This project contains my solution of the HAR problem hosted on Kaggle. The accuracy of the model is around 0.95.
Accuracy: 0.953
The dataset has a total of 561 features, and it is divided into two sets:
- Train: 7352 samples
- Test: 2947 samples
The dataset is well-formed, and the activities are distributed among the samples.
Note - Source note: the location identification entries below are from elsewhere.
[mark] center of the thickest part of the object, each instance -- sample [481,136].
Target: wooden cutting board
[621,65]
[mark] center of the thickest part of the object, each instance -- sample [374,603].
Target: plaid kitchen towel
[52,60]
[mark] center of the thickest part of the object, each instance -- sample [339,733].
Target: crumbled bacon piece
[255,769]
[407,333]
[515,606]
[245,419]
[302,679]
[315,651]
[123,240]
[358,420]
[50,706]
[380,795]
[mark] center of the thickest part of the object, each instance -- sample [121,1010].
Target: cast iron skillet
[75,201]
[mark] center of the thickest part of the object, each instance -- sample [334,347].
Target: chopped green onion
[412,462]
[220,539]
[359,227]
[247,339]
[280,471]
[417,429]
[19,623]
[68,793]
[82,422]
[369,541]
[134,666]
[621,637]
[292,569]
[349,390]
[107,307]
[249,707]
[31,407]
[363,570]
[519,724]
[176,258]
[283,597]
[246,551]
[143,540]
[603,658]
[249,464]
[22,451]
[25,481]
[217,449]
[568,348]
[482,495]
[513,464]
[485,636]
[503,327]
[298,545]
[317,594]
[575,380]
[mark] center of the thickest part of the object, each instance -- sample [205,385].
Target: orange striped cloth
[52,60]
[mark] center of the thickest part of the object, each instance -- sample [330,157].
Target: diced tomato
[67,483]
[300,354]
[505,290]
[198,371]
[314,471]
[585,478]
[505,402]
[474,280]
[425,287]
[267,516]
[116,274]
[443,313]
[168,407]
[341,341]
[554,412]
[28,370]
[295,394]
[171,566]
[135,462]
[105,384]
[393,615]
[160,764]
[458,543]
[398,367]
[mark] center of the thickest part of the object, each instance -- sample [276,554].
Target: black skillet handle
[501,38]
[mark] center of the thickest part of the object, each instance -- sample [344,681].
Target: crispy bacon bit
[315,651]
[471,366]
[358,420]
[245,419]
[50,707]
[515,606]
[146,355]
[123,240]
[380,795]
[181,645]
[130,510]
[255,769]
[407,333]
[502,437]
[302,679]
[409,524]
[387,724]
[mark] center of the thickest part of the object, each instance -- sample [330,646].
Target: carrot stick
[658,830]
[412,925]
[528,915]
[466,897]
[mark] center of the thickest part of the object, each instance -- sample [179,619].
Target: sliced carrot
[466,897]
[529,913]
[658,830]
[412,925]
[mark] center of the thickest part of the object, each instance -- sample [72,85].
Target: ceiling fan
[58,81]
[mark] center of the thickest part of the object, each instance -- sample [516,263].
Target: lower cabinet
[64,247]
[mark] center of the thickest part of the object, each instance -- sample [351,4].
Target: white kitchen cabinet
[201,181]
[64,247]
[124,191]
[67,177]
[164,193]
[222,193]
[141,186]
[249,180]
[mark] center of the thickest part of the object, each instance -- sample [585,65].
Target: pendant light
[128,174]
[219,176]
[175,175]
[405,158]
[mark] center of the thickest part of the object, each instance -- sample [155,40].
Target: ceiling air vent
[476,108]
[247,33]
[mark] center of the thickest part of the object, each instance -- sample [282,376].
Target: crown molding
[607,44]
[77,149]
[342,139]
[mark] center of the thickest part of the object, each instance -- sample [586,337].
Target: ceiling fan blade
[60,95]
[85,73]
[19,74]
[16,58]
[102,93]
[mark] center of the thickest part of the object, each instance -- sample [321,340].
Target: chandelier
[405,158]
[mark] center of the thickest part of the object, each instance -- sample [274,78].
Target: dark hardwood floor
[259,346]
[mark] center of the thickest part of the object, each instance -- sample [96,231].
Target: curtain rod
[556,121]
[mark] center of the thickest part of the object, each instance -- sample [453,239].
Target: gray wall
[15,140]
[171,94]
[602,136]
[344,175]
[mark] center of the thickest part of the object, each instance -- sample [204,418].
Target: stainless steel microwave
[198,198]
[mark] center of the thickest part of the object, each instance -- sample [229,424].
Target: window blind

The number of features is quite large, so an initial step is to try to reduce the number of features.In this case I have used the PCA algorithm to reduce the number of features. In the file tools.py
there is the function PCA
that performs the PCA's operation and returns the projection matrix that can be used to transform the data:
pca_proj = tools.PCA(x_train, n_eigenvectors)
pca_data = np.matmul(x_train, pca_proj.T)
The variable n_eigenvectory
is the number of eigenvectors to be used, looking at the plot the number of eigenvectors for a correct coverage of 99% of the variance is around 154:
After applying PCA to reduce even more the number of features, I have applied LDA, in order to reduce the number of features to C-1
where C
is the number of classes:
lda_proj = tools.LDA(pca_data, y_train, n_classes=6)
lda_data = np.matmul(pca_data, lda_proj.T)
This way the data is transformed into the new space where the separability of the activities looks better:
For this step I have used the sklearn
library to perform the classification. I choose the KNeighborsClassifier
algorithm, because looking at the plot it is clear that there are some blobs where the classes are not well separated:
knn = KNeighborsClassifier(n_neighbors=20)
knn.fit(lda_data, y_train)
The number of features has been reduced from 561 to only 5 and the accuracy of the model is 0.95, looking at the confusion matrix it is clear that the model makes the wrong prediction with the classes SITTING
and STANDING
, as expected, because in the plot the two classes are still not well separated.